Dwayne Perreault — To say x is x is being obvious, yet there is a deeper meaning. X is x is an affirmation of itself, that only x can be x. And so we get France is France, life is life, war is war, that is that. If I say George Bush is George Bush, you know what I mean.
But now try saying, wine is wine. Doesn’t work for me. And I’m not sure I’d say Pomerol is Pomerol either, since I’ve tasted a number of Pomerols now, and each time I seem to taste a different wine. I’ve had heavy, pensive, iron-rich Pomerol, autumnal Pomerol with wet forest and truffel smells, and Pomerol that was so purely neat in extraction that I thought it had something in common with elegant Burgundy.

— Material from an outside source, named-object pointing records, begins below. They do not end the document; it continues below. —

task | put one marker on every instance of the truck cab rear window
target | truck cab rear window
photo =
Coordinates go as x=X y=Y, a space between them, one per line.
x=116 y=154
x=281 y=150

It’s such a tiny area, so how is this possible? Is it because of the capricious Merlot grape, which offers so many different kinds of wines around the world? Is it because of the many small and different winemakers? Or is Pomerol so complex that it takes years of serious tasting to understand it?
Whatever the reason(s), there is much to be desired about Pomerol except its price. If the rule in thumb is, don’t buy a bottle of Bordeaux for under €10, then I guess that becomes about €30 in Pomerol. Let’s not even comment on what top-rated Chateaux like L’Evangile and Pétrus cost.
So I’m happy to beat the odds and present the following splendid wine for €25: Château Hermitage Mazeyres 2007. This is very much a fruit-driven Pomerol made from 80% Merlot and 20% Cabernet Franc, with enough structure to keep it solid and fulfilling yet remain elegant. Having leather and a hint of sandalwood and violets in the nose, it is very expressive with tangy dark berries and medium tannins, round and harmonious, a festive wine to keep you happy through the cold winter months.
Château Hermitage Mazeyres is from Barrières Frères, owners of the St. Julien 4th Grand Cru Classé Château Beychevelle, and the Cru Bourgeois Supérieure Château Beaumont, which I also sell.
Hugh Johnson, in the fourth edition of his Wine Companion, had this to say about Pomerol: “There are wines as potent and majestic as any in France cheek by jowl with wines of wispy, fleeting fruitiness and charm – and dull ones too.” Is Pomerol then Pomerol? Who cares? Good wine is good wine.